I have more to tell, but this is fine for now. I pray this might resolve some of the questions people have in regards to heavy criticism.
Hello everyone. I was raised in the LC, and am now a practicing Jew, and an ethnic Jew. I found Hashem through the Torah in my current life, but when I was a young adult the LC pushed me away from faith, for years. I was forced to attend the Summer School of Truth in NC, where I witnessed and experienced some major discomforts brought on by "elders". I'll list them:
1. A young boy had a violent seizure during a verse recital meeting. No one moved to help him, and no one called an ambulance, and most of all, he was at the front of the auditorium, in the midst of reciting. They just prayed, claiming satan was trying to sabotage the weekend.
2. I was forced to "prophecy" due to being severely physically disabled, which apparently meant that God had surely spoken to me. I was 12, and there were hundreds in the room. I had "elders" pressuring me under their breath to speak. Mixed with a large part of the weekend pertaining to absolute claims for the end times (one of our elders once said the world would end in 2017-2020), this was a horrific experience.
I have more to tell, but this is fine for now. I pray this might resolve some of the questions people have in regards to heavy criticism.
Yehoshua97,
This is stunning and criminal behavior. This is the behavior of men without souls. I pray that you one day heal from being used for show by these wolves in sheep’s clothing. How great is this darkness…the epitome of spiritual abuse.

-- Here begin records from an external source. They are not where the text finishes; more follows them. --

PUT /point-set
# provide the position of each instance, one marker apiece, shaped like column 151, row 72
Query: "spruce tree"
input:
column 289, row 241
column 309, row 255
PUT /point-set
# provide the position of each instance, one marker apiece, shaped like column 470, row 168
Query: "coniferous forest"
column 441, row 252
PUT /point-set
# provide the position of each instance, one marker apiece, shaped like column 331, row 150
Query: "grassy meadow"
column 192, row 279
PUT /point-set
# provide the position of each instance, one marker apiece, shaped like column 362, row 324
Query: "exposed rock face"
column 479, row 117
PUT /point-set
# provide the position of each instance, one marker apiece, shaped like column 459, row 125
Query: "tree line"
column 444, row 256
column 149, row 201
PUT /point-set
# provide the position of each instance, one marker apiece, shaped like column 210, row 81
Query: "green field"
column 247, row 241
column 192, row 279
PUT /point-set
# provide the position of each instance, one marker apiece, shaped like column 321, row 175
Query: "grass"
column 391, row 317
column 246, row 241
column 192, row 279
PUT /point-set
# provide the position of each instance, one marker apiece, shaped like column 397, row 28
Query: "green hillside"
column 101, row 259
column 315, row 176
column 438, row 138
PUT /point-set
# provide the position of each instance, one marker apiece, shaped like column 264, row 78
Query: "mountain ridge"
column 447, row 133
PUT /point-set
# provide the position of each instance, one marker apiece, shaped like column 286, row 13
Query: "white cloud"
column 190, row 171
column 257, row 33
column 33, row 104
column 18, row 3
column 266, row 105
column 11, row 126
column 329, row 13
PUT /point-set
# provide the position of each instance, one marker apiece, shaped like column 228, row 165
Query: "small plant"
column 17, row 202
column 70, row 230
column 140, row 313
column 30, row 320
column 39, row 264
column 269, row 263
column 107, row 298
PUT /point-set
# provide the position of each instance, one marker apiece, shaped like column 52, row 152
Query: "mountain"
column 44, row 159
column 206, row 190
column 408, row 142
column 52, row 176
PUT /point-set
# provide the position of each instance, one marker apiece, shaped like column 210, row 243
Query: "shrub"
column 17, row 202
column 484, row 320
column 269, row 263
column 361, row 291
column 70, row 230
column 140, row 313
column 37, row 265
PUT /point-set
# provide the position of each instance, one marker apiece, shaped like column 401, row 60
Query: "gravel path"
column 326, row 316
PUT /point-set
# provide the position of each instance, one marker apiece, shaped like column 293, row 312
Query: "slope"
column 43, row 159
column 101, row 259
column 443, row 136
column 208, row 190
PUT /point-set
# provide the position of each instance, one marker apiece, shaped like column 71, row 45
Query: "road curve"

Thank you for sharing this with us. I’m praying for you.
Nell
Yehoshua97
07-23-2021, 11:40 PM
Yehoshua97,
This is stunning and criminal behavior. This is the behavior of men without souls. I pray that you one day heal from being used for show by these wolves in sheep’s clothing. How great is this darkness…the epitome of spiritual abuse.
Thank you for sharing this with us. I’m praying for you.
Nell
Nell,
Such compassion, thank you! I am healed from that experience. It was over a decade ago, and God had His own way of bringing me back, through pride in my roots. For the first time, Abraham's God felt like my own.
But I have a feeling in my heart that I should share, and warn others about a potentially quite dark underbelly of this movement. Specifically, I'm frightened and concerned for the thousands of children who yearly are forced to attend the Summer School of Truth. I have personally witnessed "Saints" tearing up a book of Mormon, force kids to harass college students to convert, deny a mother's request for protection against a violent husband (stating bluntly that it was an overreaction and to let "emotions settle", though this abuse had lasted for decades prior).
I hope this may help any who suffer as a result of this movement.
Trapped
07-26-2021, 02:10 PM
Nell,
Such compassion, thank you! I am healed from that experience. It was over a decade ago, and God had His own way of bringing me back, through pride in my roots. For the first time, Abraham's God felt like my own.
But I have a feeling in my heart that I should share, and warn others about a potentially quite dark underbelly of this movement. Specifically, I'm frightened and concerned for the thousands of children who yearly are forced to attend the Summer School of Truth. I have personally witnessed "Saints" tearing up a book of Mormon, force kids to harass college students to convert, deny a mother's request for protection against a violent husband (stating bluntly that it was an overreaction and to let "emotions settle", though this abuse had lasted for decades prior).
I hope this may help any who suffer as a result of this movement.
Yehoshua97,
Welcome, and thank you for sharing your experiences of the appalling behavior that goes on in the local church. The damage done to human lives by the leadership of the local church against victims of abuse because none of them will take the time to understand abuse is one of the things that weighs most heavily on me. Sadly, the truth may be that some of them DO comprehend abuse, but protecting the lie of the ministry is still more important to them than protecting the sheep. I think there are probably many wives who have collapsed inside by the leadership's shaming of them to remain in an abusive marriage situation.
I'm thankful to hear you are healed, and am thankful that you feel to share and warn others.